MMP, ROS, assessments-
SH-SY5Y Cells were harvested and re-suspended in PBS, then immediately stained with Mito-tracker (stock 1mM solution in DMSO to working 500mM) for Mitochondrial membrane potential ROS DCFH-DA (10 M, Invitrogen), and incubated at 37 °C for 30 min in darkness. After washing twice with ice-cold PBS, the samples were subject to a FAC Scan Flow Cytometer (BD). Data were analyzed by FSC express version 3.0 (De Novo Software, Los Angeles, CA, USA)
The rate of cell death was analyzed by flow cytometry following annexin5-FITC/propidium iodide (Invitrogen molecular prob, USA). According to this method, cells were seeded in 6 well plates at semi confluent stage cells were treated with LiCl (10mM,30mM) for 48 hrs followed by rotenone 100nM for 24 hrs. Cells were harvested by 0.25% trypsin and washed with PBS; then, cells were treated with FITC conjugated Annexin and incubated at 37oc for 15 min in darkness, add 2ml 1x binding buffer centrifuge at 6000 rpm for 5 min at room temp. resuspend the cell in 200ul in buffer add 5 ul PI 5-15 min on ice data were analyzed by BD-FACS Caliber instrument ( BD- biosciences, USA )

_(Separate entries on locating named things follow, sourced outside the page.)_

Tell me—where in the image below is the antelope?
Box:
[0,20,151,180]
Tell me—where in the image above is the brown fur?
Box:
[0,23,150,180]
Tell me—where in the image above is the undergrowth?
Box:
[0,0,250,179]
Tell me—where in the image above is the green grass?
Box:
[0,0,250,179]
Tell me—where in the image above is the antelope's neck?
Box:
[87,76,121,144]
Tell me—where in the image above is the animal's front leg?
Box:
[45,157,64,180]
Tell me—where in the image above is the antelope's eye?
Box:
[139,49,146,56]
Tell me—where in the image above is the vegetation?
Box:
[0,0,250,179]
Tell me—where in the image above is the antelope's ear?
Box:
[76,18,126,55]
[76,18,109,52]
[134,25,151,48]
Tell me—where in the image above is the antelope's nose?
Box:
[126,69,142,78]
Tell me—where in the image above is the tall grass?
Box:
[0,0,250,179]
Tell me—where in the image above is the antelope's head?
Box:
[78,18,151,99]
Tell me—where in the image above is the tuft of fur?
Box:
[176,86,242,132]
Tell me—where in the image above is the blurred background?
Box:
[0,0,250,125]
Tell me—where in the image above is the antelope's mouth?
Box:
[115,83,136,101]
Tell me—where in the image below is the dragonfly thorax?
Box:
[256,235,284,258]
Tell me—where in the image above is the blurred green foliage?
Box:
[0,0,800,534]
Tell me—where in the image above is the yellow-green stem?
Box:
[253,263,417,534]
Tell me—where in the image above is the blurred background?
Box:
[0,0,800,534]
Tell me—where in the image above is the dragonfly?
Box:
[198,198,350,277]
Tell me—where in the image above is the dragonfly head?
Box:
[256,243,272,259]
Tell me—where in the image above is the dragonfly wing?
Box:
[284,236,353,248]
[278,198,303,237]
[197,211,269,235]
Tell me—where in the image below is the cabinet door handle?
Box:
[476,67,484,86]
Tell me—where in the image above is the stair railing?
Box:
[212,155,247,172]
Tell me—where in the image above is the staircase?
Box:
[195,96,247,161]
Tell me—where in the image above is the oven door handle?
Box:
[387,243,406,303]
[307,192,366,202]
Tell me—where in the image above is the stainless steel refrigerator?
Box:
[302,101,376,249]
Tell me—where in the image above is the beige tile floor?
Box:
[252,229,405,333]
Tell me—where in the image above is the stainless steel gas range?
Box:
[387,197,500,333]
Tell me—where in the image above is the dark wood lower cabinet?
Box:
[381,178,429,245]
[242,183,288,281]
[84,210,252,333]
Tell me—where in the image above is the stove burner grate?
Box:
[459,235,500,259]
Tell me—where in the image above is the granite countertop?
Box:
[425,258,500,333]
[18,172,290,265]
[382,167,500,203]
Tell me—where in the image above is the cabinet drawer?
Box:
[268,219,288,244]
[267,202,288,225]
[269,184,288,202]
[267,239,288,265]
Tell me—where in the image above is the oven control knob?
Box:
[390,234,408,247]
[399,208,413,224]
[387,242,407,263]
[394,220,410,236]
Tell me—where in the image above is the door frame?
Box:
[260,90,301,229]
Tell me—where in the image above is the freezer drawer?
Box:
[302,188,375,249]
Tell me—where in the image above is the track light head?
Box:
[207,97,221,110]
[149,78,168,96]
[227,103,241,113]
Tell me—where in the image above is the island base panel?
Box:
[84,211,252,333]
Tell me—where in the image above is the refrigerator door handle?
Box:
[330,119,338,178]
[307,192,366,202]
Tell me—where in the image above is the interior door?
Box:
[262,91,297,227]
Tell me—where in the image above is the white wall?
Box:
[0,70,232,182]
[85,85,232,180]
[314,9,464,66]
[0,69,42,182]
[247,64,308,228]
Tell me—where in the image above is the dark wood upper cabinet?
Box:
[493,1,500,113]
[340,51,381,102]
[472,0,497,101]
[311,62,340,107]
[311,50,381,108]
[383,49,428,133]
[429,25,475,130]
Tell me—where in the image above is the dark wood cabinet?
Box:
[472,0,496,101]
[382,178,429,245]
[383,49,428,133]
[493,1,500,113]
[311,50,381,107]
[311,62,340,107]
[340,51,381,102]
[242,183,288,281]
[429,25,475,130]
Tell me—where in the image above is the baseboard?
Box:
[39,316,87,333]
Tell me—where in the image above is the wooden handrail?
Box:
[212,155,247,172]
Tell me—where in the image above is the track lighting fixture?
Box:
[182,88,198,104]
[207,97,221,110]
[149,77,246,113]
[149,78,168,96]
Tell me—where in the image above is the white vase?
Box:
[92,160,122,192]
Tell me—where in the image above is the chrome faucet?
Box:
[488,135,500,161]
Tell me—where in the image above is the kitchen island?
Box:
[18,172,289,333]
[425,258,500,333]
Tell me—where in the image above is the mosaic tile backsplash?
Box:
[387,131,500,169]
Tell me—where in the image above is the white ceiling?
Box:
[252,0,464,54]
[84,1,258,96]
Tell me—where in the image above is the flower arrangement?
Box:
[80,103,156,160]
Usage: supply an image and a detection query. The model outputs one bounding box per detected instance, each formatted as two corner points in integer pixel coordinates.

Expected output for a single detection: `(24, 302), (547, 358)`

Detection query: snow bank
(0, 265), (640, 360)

1000 cells were seeded on sterilized coverslips in 6 well plates (NEST, Thermo Fisher Scientific). After the drug treatment at standard conditions, the coverslip wells were washed with PBS for Mito-tracker. Dilute 1mM Mito-Tracker® stock solution to the final working concentration of 100nM, then remove the media from the dish and add prewarmed (37°C) staining solution containing Mito-Tracker® probe and incubate for 15 min under growth conditions. After staining, wash the cells in a fresh, pre-warmed buffer or growth medium. Carefully remove the medium/buffer covering the cells, and replace freshly prepared, pre-warmed buffer or growth medium containing 2–4% formaldehyde in complete growth medium at 37°C for 15 minutes at four °C. Cells were counterstained with DAPI after rinsing with one × PBS. The coverslips were mounted with DABCO (Sigma) over pre-cleaned slides, observed using fluorescence Microscopy fluorescence measured using ImageJ software, and statistical analysis was done using GraphPad Prism 9 software.
Western Blot –
cells treated with rotenone alone and combine with LiCl (10mM, 30mM) were collected after 48 hrs by washes with PBS. Cell lysis was done with ice-cold RIPA buffer (Sigma Aldrich, USA). The cell lysate was kept for 20 min followed by gentle vortexing in between, then centrifugation was done on 12000rpm for 10 min at 4oC; the supernatant was collected in a fresh Eppendorf tube and sorted at -80oC for further use equal quantity 50mg was used for western blot analysis protein was resolved electrophoretically on 10% SDS-PAGE gel then transferred on to PVDF membrane (Millipore, USA). PVDF membrane was blocked with 5% non-fat milk dissolved in TBST containing 0.5% tween 20. after blocking, the membrane was incubated with primary antibody GSK-3beta, AKT, Bcl-2, and LC-3B, beta-catenin, and GAPDH antibodies overnight at 4oC; the membrane was further incubated with their respective secondary antibody conjugated to ALP for 3 hrs after that membrane was exposed to BCIP-NBT solution (America USA). The relative intensity of bands was determined densitometrically by using the Quantity One software (Quantity One, Hercules, CA, USA). All data from independent experiments were expressed as the ratio to optical density values of the corresponding controls for statistical analyses.
Numerical data was represented graphically as mean ± standard deviation (SD). The student’s t-test (paired for cell lines) was applied to compare the control-treatment groups using GraphPad Prism 9 software (La Jolla, USA). P≤0.05 was considered statistically significant and was two-sided.